We are essentially looking to grow and start conversations across universities in Delhi. As a small group, we are looking to draft a proposal for a good samaritan policy for Indian Institute of Art and Design (IIAD), where myself and three other members attend. We are working on obtaining a drug testing kit and spreading the word about checking substances. We are on the lookout for non-profits & NGOs in India to partner up with and work on outreach programs for rural areas of Delhi, such as fresh syringe distributions and other supplies for people who use drugs, as its generally risky to run our own operation. What is the most challenging part of your experience starting/running the chapter so far?
Gathering people at a certain time and place. People commit and don’t show up (just classic North Indian behavior). What is the most rewarding part?
The people who did show up, the official members of SSDP Delhi, (Rupal, Vaishnavi, Parth, and Aayush) are all super enthusiastic about the whole journey ahead. Just setting a safe space and having a conversation freely where people could share any experience related or non-related to SSDP was refreshing. What are you most excited about for your chapter/school/state/region/ssdp/drug policy right now?

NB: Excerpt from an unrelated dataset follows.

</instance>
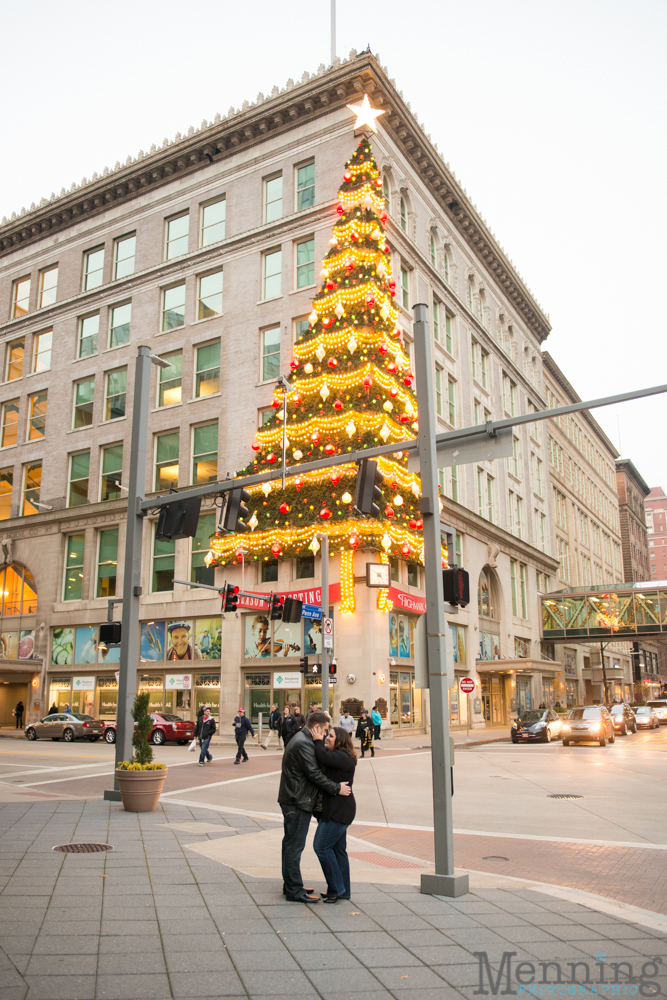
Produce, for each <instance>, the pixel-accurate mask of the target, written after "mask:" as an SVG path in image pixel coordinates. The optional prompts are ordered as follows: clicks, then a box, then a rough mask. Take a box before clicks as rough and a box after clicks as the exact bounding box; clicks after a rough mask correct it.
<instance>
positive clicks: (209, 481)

Working with the members on board. They have some great ideas that are coming together and shaping our path. I have been in touch with Samyak (chapter leader of Jindal Global Law School, also in India) and we look forward to working with their chapter too. What is your vision for SSDP Delhi? Where do you see your chapter in a year? in 4 or 5 years?
My five-year plan after a conversation with Samyak and Penny Hill (SSDP Australia) was that we’ll have an established SSDP India network soon comprised of many city-wide chapters.